NEW YORK (CNNMoney.com) -- "Naked short selling" is the buzz on Wall Street, since a German ban on it sent the stock market tumbling Tuesday. But no, it's not something kinky.
The term "short sale" refers to a type of bet investors can make in the financial markets when they believe a stock or bond will fall. It becomes "naked" when the seller makes the bet without having the goods to back it up.
"Essentially, you're selling something you don't own," explains David Musto, a professor of finance at the University of Pennsylvania's Wharton School. It sounds impossible, he said, but here's how it works:
When a traditional short seller thinks, say, a bond is in trouble he will set out to borrow the bond, sell it to a buyer at its current market value, and then buy it back after its price falls. He can then pocket the difference and return the security to the bond's original holder, who he borrowed it from in the first place.

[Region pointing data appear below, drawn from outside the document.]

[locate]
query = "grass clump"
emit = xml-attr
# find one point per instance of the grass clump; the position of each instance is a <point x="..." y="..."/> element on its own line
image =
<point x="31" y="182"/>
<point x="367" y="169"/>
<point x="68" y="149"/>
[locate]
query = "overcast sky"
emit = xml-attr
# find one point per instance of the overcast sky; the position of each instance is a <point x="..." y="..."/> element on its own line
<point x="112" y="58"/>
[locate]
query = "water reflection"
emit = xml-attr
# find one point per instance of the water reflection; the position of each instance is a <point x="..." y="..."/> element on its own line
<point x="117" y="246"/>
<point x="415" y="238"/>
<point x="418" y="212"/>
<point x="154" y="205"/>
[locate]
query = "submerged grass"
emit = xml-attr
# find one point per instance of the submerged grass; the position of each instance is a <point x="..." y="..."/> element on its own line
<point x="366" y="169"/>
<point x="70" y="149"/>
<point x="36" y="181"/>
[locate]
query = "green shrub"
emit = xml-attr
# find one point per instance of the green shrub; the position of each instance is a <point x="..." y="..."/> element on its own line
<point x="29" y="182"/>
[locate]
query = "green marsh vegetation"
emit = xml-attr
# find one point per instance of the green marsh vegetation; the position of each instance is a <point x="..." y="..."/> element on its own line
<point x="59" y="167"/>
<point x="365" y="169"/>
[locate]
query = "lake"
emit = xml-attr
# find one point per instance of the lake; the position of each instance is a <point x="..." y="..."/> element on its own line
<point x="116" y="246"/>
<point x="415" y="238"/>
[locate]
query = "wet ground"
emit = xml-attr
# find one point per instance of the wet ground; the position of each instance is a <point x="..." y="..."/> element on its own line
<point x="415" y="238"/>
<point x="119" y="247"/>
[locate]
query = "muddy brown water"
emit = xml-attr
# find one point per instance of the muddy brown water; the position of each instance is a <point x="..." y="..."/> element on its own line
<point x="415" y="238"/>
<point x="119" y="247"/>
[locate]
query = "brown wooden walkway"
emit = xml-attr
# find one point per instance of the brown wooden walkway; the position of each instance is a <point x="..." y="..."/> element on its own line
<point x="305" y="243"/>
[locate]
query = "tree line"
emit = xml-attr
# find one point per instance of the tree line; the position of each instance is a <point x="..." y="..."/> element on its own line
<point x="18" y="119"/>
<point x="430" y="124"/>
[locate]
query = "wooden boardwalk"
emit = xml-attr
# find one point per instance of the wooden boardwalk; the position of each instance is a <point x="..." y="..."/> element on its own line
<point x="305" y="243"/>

But in a "naked" short sale, the short seller makes the deal without ever having access to the securities to begin with. Perhaps he doesn't know anyone he can borrow it from, Musto said. Or he originally had access to a lender, but then some event in the marketplace altered his ability to borrow and deliver the goods.
Until the short-seller has bonds to deliver, the buyer doesn't have to pay. But by showing that a sale has taken place even though the goods haven't actually been transferred, a naked short-sale artificially drives a stock's price down to a level that's not reflective of true supply and demand, said Sharyn O'Halloran, professor of political economy at Columbia University.
Germany banned these so-called naked shorts on government debt and large financial firms late Tuesday, as a way to stabilize what has been a very rocky bond market for Europe, as countries in the region try to finance their debt.
The ruling prohibits investors there from short-selling without proof that they access to the underlying bonds to back it up. By doing so, essentially the ban limits short sales to investors who have access to large brokers or big reserves, O'Halloran said.
The whole purpose is to make their financial markets more transparent and for prices to better reflect true supply and demand, she said.
Throughout history, regulators have cracked down on short selling after a period of economic declines. In the U.S., at the the height of the financial crisis in September 2008, the Securities and Exchange Commission temporarily banned investors from short-selling 799 financial companies.
Yet in spite of its stigma, short selling serves a purpose, Musto said.
"It's a standard part of how markets operate. It's how they bring negative information to bear in the markets," Musto said. "When someone starts trying to restrict it, it seems like an act of desperation."